Authors: Bradford PT,  Freedman DM,  Goldstein AM,  Tucker MA
Journal: Arch Dermatol
Date: 2010 Mar
Branches: GEB, REB
PubMed ID: 20231496
PMC ID: PMC3076705
Abstract: OBJECTIVE: To quantify the risk of subsequent primary cancers among patients with primary cutaneous malignant melanoma. DESIGN: Population-based registry study. SETTING: We evaluated data from 9 cancer registries of the Surveillance, Epidemiology, and End Results program from 1973-2006. PARTICIPANTS: We included 89 515 patients who survived at least 2 months after their initial melanoma diagnosis. RESULTS: Of the patients with melanoma, 10 857 (12.1%) developed 1 or more subsequent primary cancers. The overall risk of a subsequent primary cancer increased by 28% (observed to expected [O:E] ratio = 1.28). One quarter of the cancers were subsequent primary melanomas (O:E = 8.61). Women with head and neck melanoma and patients younger than 30 had markedly increased risks (O:E = 13.22 and 13.40, respectively) of developing a subsequent melanoma. Second melanomas were more likely to be thin than were the first of multiple primary melanomas (thickness at diagnosis <1.00 mm, 77.9% vs 70.3%, respectively; P < .001). Melanoma survivors had increased risk of developing several cancers; the most common cancers with elevated risks were breast, prostate, and non-Hodgkin lymphoma (O:E = 1.10, 1.15, and 1.25, respectively).

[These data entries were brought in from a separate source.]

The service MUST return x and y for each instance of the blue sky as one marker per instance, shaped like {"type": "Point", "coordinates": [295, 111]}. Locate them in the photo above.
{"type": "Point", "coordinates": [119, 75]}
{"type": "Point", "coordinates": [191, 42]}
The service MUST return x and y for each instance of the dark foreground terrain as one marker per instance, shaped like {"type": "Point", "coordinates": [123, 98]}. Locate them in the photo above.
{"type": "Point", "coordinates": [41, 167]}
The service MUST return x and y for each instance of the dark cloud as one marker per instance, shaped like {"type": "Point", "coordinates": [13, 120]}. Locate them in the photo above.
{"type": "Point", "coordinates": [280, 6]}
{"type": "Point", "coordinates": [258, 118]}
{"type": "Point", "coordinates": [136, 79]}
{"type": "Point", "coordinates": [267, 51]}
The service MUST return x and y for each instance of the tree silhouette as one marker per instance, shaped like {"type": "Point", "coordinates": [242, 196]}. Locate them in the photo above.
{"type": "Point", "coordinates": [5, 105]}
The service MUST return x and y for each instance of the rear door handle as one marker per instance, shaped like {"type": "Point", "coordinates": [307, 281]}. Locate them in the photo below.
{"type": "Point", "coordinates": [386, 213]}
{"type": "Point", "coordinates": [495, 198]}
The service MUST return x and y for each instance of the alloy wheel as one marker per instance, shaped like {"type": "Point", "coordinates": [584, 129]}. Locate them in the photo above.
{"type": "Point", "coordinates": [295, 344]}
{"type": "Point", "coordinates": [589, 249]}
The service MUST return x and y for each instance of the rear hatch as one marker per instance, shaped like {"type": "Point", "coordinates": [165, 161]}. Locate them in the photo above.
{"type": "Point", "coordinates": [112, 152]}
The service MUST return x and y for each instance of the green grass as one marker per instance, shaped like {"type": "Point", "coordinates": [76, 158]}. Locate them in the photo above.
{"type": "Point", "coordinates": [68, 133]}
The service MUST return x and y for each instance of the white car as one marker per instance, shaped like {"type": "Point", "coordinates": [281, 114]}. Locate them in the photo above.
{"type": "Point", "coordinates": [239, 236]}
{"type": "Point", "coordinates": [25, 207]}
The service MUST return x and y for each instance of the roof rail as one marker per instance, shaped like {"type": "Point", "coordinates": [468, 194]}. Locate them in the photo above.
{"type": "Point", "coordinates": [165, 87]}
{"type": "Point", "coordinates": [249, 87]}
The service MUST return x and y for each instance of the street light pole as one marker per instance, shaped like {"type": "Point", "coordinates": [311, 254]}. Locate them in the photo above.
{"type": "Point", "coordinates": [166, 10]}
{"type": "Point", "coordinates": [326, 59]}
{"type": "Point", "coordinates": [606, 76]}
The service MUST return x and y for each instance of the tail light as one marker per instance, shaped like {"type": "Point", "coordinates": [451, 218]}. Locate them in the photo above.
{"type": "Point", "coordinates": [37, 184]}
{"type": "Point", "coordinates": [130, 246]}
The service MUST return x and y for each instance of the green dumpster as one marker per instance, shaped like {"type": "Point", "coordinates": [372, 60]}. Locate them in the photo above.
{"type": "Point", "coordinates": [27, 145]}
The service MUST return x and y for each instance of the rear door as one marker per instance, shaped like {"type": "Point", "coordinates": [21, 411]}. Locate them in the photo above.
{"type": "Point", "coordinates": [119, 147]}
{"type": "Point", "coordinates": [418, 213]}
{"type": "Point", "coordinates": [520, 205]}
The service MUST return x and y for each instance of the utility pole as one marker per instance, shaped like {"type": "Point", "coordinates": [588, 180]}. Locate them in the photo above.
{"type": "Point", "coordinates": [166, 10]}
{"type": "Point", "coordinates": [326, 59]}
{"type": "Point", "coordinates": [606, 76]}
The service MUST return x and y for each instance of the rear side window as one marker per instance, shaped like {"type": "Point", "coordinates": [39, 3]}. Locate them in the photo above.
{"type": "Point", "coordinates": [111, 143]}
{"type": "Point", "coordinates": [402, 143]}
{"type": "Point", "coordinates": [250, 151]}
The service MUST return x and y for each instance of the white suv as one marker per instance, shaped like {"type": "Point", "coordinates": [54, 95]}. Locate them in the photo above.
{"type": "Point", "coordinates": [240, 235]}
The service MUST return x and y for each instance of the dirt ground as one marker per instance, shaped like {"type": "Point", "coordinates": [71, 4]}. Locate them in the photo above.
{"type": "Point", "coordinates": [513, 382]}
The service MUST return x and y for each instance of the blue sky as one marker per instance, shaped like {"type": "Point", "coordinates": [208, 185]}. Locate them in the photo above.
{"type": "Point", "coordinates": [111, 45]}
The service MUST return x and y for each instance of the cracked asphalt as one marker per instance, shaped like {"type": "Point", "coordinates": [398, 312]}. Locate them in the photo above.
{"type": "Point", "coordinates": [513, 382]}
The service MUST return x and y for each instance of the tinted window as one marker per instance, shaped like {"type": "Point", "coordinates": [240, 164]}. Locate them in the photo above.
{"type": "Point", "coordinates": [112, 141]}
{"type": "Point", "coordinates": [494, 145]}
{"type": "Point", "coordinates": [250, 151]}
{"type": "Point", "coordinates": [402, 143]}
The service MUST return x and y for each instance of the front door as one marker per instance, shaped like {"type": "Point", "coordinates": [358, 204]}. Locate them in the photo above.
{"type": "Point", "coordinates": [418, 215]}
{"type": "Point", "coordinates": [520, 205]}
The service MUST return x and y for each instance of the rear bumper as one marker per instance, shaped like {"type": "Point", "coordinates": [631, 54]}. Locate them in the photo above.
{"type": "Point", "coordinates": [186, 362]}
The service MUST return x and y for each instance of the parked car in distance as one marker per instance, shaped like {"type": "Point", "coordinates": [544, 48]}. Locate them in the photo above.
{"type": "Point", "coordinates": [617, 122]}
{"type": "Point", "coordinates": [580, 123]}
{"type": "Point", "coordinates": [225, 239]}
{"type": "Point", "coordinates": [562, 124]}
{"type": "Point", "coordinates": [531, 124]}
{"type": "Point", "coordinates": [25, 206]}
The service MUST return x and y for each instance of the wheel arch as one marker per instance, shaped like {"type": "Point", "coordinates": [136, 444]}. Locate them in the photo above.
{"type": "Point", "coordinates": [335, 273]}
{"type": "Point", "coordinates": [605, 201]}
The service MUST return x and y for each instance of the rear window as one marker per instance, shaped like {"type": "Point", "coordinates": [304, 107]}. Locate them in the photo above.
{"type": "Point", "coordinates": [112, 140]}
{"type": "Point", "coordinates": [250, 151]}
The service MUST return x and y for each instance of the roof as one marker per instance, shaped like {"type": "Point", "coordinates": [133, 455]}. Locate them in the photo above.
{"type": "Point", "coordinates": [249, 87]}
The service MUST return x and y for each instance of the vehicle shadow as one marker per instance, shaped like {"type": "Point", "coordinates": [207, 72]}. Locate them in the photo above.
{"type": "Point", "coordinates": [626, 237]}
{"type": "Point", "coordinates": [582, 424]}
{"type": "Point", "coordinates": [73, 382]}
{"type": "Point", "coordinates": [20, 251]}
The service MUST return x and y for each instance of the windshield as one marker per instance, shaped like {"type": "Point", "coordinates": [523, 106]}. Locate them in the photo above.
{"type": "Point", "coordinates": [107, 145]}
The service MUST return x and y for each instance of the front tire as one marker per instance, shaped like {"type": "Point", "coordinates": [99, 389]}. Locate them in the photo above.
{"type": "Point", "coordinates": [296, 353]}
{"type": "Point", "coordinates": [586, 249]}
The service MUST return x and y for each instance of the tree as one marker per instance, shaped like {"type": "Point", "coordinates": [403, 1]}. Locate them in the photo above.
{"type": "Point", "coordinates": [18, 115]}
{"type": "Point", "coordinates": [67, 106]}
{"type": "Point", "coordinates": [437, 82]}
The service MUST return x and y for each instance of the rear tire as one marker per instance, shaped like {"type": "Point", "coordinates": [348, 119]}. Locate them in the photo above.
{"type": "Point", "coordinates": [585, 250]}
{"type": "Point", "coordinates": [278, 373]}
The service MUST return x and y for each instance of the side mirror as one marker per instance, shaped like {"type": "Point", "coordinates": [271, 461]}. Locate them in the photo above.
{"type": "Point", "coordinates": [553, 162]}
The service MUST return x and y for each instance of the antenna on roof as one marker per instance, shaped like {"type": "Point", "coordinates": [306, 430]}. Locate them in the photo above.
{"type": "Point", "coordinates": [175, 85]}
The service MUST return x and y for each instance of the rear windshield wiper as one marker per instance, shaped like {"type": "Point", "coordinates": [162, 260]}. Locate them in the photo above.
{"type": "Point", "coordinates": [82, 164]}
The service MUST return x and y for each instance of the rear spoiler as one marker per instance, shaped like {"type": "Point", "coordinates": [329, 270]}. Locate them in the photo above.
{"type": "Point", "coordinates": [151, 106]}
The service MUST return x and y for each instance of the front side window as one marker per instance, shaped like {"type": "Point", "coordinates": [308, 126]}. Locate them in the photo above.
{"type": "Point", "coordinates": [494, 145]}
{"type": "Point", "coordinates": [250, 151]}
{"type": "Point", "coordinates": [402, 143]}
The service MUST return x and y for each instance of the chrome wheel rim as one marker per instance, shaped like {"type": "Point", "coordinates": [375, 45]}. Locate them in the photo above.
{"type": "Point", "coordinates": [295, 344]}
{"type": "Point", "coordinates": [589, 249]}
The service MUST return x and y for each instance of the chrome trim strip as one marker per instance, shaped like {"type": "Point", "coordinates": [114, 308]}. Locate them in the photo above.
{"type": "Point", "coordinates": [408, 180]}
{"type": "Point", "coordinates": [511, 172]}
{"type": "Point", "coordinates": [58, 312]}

CONCLUSIONS: Melanoma survivors have an approximately 9-fold increased risk of developing subsequent melanoma compared with the general population. The risk remains elevated more than 20 years after the initial melanoma diagnosis. This increased risk may be owing to behavioral factors, genetic susceptibility, or medical surveillance. Although the percentage of subsequent primary melanomas thicker than 1 mm is lower than for the first of multiple primary melanomas, it is still substantial. Melanoma survivors should remain under surveillance not only for recurrence but also for future primary melanomas and other cancers.